Saturday, April 16, 2011

Meet the servicers who avoided the foreclosure settlement, for now

Not every mortgage servicer was required to sign consent orders with the Office of the Comptroller of the Currency, the Federal Reserve or the Office of Thrift Supervision.


But for them, a blend of 50 state attorneys general and smaller regulators are quietly building their case for applying separate punitive damages.

When foreclosure issues arose in the servicing industry last fall, the problems did not solely belong to the largest institutions. Smaller companies had to hold up foreclosures fix faulty affidavits and other breakdowns in the loss- mitigation process. Along with the 10 major settlements announced Wednesday, the OTS cracked down on four smaller thrifts that serviced loans as well.

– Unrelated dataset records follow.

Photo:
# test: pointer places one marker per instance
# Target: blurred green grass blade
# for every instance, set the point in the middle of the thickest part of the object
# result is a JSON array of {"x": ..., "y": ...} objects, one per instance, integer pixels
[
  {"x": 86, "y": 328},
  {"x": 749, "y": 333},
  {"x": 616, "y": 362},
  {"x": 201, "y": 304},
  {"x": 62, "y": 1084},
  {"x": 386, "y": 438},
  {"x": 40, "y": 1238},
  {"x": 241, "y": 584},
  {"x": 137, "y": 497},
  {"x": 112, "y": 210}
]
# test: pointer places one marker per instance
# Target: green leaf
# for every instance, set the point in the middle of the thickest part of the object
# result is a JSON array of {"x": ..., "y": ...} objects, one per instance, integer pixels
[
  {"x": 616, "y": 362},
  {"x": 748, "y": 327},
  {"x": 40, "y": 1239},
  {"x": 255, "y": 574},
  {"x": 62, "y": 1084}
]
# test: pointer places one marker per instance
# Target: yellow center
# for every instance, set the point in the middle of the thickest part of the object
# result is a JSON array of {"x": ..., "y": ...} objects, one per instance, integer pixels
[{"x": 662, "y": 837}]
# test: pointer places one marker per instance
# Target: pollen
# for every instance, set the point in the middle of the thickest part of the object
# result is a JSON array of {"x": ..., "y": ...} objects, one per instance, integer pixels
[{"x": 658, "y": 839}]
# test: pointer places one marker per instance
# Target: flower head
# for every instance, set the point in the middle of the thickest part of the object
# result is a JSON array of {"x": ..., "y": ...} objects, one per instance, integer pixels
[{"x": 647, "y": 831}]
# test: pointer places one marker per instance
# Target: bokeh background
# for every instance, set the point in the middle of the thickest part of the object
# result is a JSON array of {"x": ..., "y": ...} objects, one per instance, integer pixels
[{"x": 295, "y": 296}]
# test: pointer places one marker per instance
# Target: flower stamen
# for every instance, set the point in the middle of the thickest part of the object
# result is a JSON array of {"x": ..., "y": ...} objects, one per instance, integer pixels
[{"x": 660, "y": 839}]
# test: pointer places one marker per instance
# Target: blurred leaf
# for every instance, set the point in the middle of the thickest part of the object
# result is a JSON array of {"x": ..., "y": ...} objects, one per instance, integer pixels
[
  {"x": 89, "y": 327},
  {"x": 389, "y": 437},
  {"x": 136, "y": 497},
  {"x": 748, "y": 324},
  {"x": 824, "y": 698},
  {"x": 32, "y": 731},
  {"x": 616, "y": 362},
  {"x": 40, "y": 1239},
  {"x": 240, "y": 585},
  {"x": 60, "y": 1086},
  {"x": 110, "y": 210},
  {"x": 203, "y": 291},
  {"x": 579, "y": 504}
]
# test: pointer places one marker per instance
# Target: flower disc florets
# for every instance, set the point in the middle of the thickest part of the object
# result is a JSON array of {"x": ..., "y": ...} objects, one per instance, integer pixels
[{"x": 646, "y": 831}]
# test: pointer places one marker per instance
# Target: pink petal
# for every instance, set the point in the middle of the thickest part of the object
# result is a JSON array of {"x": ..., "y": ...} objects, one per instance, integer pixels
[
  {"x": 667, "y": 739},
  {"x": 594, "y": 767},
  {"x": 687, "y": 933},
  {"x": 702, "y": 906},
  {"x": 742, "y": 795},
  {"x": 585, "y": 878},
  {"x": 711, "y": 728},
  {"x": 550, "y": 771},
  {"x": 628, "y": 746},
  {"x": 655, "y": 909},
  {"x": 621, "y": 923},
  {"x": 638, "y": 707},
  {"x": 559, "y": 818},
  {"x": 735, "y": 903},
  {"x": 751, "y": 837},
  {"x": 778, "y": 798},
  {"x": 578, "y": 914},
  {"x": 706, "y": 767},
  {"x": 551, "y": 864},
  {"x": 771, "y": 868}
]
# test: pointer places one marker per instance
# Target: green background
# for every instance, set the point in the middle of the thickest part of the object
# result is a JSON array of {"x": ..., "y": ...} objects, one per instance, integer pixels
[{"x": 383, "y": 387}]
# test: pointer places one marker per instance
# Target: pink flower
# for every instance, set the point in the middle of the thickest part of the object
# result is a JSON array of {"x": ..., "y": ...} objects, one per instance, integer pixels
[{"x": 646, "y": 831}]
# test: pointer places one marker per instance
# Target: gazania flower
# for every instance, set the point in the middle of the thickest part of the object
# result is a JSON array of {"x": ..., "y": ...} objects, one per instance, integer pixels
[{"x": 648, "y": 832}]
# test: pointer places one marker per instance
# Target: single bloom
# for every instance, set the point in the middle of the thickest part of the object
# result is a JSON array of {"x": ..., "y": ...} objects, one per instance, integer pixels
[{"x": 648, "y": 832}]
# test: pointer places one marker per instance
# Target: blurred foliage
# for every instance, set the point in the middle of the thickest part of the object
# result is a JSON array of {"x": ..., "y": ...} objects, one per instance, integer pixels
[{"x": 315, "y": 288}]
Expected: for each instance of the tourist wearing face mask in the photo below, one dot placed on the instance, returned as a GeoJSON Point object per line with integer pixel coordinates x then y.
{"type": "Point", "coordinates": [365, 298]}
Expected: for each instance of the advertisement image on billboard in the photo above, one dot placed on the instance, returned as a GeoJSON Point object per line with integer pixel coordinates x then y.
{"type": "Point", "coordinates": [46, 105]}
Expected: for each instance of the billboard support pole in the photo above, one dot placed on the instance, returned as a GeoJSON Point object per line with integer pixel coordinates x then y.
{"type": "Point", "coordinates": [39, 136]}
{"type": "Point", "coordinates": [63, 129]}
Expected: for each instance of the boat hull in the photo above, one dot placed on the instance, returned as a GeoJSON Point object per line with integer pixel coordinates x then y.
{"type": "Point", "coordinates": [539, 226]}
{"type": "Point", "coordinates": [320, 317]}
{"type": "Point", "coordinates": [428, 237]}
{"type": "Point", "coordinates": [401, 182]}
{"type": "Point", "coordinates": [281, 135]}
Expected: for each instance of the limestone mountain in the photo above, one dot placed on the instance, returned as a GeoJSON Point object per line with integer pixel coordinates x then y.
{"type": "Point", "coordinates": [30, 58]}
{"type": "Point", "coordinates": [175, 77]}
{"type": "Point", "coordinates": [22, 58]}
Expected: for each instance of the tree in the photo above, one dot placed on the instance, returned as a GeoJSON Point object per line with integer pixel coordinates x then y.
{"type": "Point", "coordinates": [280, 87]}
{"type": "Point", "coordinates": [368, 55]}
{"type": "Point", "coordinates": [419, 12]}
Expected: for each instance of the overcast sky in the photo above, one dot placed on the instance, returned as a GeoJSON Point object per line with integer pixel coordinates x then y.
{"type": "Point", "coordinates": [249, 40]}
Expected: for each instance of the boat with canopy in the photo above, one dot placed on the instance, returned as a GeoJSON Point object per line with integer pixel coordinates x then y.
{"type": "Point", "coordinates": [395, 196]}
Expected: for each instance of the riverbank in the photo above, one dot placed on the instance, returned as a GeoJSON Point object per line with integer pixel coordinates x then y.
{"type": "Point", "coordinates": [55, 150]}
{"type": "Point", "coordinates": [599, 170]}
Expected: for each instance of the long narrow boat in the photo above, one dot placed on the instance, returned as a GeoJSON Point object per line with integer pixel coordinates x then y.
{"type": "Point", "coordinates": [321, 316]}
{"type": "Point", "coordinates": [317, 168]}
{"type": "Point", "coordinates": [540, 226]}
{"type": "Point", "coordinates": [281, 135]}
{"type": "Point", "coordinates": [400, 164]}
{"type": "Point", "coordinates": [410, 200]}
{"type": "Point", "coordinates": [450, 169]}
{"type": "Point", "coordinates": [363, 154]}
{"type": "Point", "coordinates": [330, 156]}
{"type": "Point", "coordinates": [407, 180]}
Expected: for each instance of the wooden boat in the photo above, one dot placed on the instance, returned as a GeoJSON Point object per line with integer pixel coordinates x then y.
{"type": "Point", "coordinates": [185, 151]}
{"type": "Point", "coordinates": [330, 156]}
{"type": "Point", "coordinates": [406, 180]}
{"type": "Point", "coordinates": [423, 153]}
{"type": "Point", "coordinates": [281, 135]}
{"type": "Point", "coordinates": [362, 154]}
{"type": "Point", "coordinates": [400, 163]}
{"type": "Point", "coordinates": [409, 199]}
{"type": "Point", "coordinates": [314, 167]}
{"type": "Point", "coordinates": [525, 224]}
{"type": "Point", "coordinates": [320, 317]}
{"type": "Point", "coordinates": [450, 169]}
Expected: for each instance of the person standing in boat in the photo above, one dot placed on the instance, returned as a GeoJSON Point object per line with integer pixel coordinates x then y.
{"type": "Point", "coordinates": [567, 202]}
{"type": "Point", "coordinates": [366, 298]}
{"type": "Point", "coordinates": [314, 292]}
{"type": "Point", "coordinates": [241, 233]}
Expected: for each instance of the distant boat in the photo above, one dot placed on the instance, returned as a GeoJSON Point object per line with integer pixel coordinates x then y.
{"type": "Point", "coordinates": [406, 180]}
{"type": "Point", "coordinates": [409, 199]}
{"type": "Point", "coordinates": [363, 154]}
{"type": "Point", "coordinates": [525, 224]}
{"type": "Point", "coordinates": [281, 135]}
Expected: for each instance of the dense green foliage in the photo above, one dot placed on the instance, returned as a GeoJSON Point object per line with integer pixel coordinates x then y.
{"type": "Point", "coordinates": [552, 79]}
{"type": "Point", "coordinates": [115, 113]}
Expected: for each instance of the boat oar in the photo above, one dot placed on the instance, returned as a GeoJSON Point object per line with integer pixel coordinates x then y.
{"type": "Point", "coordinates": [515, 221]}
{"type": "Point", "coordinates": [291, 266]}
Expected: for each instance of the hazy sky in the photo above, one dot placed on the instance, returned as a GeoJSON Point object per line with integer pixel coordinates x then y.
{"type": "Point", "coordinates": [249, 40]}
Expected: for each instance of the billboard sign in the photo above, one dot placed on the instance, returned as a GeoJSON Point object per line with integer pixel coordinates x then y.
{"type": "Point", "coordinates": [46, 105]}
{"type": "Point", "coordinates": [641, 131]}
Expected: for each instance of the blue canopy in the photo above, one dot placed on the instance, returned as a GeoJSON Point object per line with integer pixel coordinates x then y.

But some of the other financial firms that flesh out the top 25 spots in terms of total mortgage servicing fall between the regulatory cracks.

Litton Loan Services, which is currently being shopped by Goldman Sachs (GS: 155.13 -0.42%), halted foreclosures in October 2010 to refile affidavits. Saxon Mortgage, owned by investment bank Morgan Stanley (MS: 26.98 +0.71%) fell under scrutiny as well. American Home Mortgage has been under investigation from the Texas AG Greg Abbott since 2010. And Ocwen Financial Corp. (OCN: 10.75 +1.13%), which never instituted a foreclosure moratorium of its own, did fall under investigation.

Each of those mortgage servicers is registered to do business in their respective states as non-bank lenders. Therefore these companies do not fall under the jurisdiction of either the OCC, Fed, or OTS.

A spokesperson with the Office of Financial Regulation for the State of Florida did confirm the state regulator was still looking into Ocwen, which has offices in Orlando. Litton and Saxon may have to answer to their respective state attorneys general.